The Pop Group makes a triumphant return

News   2024-12-20 11:16:33

Often cited as pioneers of the late-’70s and early-’80s post-punk scene, The Pop Group emerged from the U.K. in 1977; its artistic peak occurred during the early days of the Thatcher administration, her politics providing the kindle for the cantankerous act’s formidable powder keg. The band bristled with a kinetic verve, with tracks such as the epochal “We Are All Prostitutes” and “She Is Beyond Good And Evil” providing a no-wave blueprint mined by myriad acts, including The Birthday Party, Minutemen, Sonic Youth, and Swans. Remarkably, more than 30 years after the group’s dissolution, it hasn’t lost a step, returning with the superb Citizen Zombie.

The band’s innate chemistry is palpable throughout the album, as frontman Mark Stewart’s vitriolic political bile is complemented adroitly by the act’s classic lineup, composed of bassist Dan Catsis, drummer Bruce Smith, and multi-instrumentalist Gareth Sager. They’re lent a hand by producer Paul Epworth (Primal Scream, The Rapture, Adele), who thankfully never clutters the arrangements. His touches are more than welcome, retaining the act’s signature volatility while lending it a tasteful sheen, enabling it to hit a sweet spot between its nascent days and recent incendiary live shows.

The record kicks off with the braying cacophony of title track “Citizen Zombie,” as Stewart admonishes, “You’ve got that brainwashed look of an alien abductee / Maybe your mind has been wiped clean,” over the abrasive scrape of Sager’s guitar and the clarion wail of a wall of synths, which combine with the lyrics in an effort to rattle the listener to the marrow and compel them to feel something. The staccato surge of “Mad Truth” follows in quick succession, completing a visceral one-two opening salvo, as Stewart urges, “Sister Freedom / It’s time to make a stand.” While Stewart’s proselytizing could easily veer into ham-fisted didactics, it instead inhabits a political zone akin to Dutch contemporaries The Ex and the aforementioned Minutemen, with his message never smothering the gestalt of the band.

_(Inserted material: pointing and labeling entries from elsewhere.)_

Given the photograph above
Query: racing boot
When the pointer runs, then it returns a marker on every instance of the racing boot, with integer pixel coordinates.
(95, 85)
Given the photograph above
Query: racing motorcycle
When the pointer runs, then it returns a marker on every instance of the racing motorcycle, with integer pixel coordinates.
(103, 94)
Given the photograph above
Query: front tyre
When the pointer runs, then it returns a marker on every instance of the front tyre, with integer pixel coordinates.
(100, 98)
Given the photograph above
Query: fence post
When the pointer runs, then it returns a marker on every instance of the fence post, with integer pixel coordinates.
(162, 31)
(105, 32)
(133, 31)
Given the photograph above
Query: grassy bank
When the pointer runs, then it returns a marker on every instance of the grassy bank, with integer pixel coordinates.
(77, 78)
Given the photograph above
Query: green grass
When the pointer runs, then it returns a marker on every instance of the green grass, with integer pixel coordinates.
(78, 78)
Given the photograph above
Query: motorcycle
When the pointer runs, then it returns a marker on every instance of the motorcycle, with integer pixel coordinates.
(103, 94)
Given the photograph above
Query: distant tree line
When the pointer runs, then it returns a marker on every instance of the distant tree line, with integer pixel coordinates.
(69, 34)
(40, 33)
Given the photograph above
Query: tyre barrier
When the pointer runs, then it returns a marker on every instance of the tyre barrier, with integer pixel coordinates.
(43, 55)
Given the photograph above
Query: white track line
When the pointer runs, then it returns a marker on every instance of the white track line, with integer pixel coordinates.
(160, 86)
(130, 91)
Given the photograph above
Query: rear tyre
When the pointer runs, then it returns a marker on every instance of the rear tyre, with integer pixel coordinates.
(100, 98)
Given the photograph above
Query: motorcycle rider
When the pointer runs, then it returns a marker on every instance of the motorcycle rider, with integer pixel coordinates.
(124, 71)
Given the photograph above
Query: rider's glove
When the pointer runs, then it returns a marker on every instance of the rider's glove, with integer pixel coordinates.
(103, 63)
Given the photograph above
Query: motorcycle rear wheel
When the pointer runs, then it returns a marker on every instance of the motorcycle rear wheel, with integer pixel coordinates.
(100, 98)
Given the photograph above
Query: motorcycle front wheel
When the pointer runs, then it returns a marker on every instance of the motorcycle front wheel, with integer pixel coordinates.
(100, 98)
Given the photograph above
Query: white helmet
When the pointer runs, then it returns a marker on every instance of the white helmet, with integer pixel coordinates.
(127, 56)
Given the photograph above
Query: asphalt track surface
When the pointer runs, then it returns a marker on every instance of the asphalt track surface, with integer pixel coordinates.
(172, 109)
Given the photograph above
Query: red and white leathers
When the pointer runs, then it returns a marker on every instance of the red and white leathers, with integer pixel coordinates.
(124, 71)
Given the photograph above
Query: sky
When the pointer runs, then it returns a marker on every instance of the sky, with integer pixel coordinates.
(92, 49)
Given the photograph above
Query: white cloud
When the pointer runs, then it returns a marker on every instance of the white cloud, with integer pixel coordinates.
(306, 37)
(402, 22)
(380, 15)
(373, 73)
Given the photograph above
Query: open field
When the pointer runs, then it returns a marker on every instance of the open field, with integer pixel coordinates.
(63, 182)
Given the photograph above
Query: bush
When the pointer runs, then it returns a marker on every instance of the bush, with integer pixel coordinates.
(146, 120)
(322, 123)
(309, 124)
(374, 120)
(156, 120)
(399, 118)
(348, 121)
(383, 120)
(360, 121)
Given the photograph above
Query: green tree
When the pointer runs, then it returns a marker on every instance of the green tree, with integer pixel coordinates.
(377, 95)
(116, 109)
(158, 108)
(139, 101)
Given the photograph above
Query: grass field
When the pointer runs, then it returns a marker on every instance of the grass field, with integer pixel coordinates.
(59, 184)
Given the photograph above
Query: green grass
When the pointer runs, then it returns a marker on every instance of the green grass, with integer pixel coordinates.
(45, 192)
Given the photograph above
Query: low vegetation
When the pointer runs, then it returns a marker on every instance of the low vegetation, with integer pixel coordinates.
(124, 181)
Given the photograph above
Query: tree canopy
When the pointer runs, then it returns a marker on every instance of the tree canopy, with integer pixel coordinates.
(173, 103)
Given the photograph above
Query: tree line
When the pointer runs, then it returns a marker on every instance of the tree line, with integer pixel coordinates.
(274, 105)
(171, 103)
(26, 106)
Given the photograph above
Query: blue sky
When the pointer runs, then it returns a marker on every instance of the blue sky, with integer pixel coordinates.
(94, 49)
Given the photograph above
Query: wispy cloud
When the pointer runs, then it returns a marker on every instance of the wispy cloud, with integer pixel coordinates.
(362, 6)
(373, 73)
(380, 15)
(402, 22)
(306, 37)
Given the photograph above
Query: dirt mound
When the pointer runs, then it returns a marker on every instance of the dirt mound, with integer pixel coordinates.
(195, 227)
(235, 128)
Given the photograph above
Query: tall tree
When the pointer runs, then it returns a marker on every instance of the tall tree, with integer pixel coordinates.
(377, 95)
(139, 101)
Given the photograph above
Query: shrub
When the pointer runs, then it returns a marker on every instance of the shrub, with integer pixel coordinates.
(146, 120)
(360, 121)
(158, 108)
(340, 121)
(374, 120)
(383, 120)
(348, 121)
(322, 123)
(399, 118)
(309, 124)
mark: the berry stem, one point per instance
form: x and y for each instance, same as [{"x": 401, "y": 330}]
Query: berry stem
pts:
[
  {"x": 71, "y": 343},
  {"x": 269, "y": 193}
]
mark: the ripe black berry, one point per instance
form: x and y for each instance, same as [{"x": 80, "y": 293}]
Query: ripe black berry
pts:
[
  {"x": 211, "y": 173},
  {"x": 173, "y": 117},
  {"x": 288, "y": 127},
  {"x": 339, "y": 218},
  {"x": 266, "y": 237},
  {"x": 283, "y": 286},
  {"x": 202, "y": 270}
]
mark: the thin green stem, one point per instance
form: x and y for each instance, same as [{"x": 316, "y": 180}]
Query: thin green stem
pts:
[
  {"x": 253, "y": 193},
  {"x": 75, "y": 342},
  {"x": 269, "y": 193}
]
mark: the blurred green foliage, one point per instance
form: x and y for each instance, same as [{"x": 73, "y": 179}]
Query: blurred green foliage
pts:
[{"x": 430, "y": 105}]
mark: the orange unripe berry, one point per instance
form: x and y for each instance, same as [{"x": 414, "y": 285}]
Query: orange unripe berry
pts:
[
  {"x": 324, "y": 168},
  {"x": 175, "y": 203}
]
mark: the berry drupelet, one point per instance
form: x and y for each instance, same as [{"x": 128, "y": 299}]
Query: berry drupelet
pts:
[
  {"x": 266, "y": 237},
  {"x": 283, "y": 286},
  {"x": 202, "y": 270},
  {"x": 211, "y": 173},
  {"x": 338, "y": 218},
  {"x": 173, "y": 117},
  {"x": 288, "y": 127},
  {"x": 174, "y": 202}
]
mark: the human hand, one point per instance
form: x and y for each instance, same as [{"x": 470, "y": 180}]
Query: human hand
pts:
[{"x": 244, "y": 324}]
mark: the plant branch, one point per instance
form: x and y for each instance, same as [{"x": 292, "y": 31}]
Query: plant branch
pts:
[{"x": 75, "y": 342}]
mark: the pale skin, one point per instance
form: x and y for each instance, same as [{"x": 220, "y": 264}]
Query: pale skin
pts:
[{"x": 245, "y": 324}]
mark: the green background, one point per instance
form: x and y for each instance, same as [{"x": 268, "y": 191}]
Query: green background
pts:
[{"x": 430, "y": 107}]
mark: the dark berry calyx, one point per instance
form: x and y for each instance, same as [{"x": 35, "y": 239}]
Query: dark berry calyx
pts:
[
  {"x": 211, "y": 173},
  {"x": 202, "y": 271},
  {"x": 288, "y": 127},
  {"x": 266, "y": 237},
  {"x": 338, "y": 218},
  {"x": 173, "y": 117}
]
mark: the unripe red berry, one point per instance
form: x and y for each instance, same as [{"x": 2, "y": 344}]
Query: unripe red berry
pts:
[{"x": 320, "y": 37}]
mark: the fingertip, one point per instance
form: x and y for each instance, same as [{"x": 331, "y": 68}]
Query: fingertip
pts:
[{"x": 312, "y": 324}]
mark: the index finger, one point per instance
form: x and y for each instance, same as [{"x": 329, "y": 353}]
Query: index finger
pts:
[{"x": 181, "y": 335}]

Stewart shines on the jittery, Casio drone of “Nations,” which suggests “The Gift” by The Velvet Underground in its detached anomie, as he intones an acid-tongued screed a touch removed from the tagline of Trainspotting: “Choose a fucking big television / Choose a starter home.” The track concludes with Stewart abjectly confessing, “We’re all addicted to something / Money, sex, television…. I was contextualized in relation to these things.” It’s here that Stewart best realizes his manifesto—one of blunt, overarching societal analyses blurring into a technophobia—a conceit eerily similar to the U.K. television series Black Mirror.

The Pop Group has long been ahead of the curve, and Citizen Zombie is commensurate with its early work in both songcraft and self-aware lyricism. The band may castigate the apathy endemic to the masses, but it doesn’t wallow. It instead throbs, bristles, and ultimately galvanizes, vividly documenting what’s been lost in our comfortably numb political complacency while brazenly providing a template for what can be done to re-gain it.